Im Auftrag des örtlichen Kreisgesundheitsamtes hat sich der Hygeniker und Infektiologe Martin Exner die Verhältnisse in dem Unternehmen angeschaut. Exner ist Direktor des Instituts für Hygiene und Öffentliche Gesundheit und Geschäftsführender Direktor des Zentrums für Infektiologie und Infektionsschutz der Universität Bonn.

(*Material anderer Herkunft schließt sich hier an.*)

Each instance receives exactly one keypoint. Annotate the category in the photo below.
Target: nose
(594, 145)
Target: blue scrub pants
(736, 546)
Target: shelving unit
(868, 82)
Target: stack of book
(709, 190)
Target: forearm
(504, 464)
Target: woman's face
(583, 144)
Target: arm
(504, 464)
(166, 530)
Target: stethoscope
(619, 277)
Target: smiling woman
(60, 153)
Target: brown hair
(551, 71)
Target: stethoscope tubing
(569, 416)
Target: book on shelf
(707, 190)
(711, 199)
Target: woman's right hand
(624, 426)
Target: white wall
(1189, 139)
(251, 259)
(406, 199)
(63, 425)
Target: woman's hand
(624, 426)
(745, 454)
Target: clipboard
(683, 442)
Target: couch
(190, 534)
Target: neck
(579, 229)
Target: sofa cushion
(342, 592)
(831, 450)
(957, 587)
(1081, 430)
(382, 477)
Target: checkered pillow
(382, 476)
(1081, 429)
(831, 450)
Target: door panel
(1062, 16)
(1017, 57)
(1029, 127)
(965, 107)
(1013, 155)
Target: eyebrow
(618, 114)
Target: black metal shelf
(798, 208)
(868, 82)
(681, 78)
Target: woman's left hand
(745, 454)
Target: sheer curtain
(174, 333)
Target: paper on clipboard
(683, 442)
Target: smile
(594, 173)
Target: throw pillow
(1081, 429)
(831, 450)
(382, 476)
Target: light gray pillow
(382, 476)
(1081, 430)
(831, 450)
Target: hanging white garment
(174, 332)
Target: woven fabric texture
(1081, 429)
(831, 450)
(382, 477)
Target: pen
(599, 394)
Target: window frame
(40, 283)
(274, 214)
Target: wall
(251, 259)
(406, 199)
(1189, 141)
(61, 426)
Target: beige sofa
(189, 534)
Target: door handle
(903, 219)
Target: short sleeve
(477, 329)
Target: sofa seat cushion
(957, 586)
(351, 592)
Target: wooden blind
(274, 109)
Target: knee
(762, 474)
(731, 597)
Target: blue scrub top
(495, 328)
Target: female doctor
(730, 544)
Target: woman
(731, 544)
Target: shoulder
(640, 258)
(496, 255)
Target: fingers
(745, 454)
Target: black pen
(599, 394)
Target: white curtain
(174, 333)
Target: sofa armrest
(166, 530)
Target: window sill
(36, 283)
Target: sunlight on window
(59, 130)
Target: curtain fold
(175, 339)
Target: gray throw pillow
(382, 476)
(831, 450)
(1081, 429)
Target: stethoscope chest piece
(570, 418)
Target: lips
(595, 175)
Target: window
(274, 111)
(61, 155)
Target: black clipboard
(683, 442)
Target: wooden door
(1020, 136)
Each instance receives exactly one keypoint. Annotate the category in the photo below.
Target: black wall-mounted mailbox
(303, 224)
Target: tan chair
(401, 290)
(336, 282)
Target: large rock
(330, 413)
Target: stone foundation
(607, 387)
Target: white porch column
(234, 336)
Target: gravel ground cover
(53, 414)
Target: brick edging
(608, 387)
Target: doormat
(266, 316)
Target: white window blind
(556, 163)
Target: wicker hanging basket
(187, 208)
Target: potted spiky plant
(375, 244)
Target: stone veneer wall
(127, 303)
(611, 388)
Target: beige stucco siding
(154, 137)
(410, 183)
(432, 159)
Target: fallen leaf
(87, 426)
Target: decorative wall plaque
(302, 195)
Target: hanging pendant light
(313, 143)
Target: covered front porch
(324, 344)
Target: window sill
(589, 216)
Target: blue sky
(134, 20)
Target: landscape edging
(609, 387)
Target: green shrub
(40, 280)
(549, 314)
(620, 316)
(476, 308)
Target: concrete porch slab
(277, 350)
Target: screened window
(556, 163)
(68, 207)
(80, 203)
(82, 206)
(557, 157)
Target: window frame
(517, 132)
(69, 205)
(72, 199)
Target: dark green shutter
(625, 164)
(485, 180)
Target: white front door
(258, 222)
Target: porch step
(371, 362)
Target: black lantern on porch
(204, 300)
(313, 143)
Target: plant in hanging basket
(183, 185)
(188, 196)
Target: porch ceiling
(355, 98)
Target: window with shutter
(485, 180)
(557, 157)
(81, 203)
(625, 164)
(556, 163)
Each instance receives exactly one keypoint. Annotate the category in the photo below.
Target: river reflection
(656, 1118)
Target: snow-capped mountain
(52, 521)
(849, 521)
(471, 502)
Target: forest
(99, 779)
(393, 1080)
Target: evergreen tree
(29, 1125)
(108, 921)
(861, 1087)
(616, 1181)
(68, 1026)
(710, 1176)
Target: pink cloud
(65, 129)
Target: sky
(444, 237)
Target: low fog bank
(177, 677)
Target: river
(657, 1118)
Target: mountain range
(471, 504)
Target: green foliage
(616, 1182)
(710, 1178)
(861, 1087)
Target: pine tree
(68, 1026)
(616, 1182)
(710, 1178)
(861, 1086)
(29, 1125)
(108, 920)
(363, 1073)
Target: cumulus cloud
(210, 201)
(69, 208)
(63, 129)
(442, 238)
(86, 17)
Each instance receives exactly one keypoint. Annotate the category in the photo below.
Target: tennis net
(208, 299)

"Epidemiologisch war bekannt, dass in bestimmten Bereichen des Betriebes, hauptsächlich im Zerlegebereich, die Rate an Infektionen besonders hoch war", erklärte Exner auf einer Pressekonferenz am Mittwochnachmittag. Aus diesem Grund hätten er und sein Team sich "intensiv" mit diesem Bereich des Werkes befasst – und dabei einen gänzlich neuen Risikofaktor ausgemacht.
Exner: "Luft zirkuliert ohne aufbereitet zu werden"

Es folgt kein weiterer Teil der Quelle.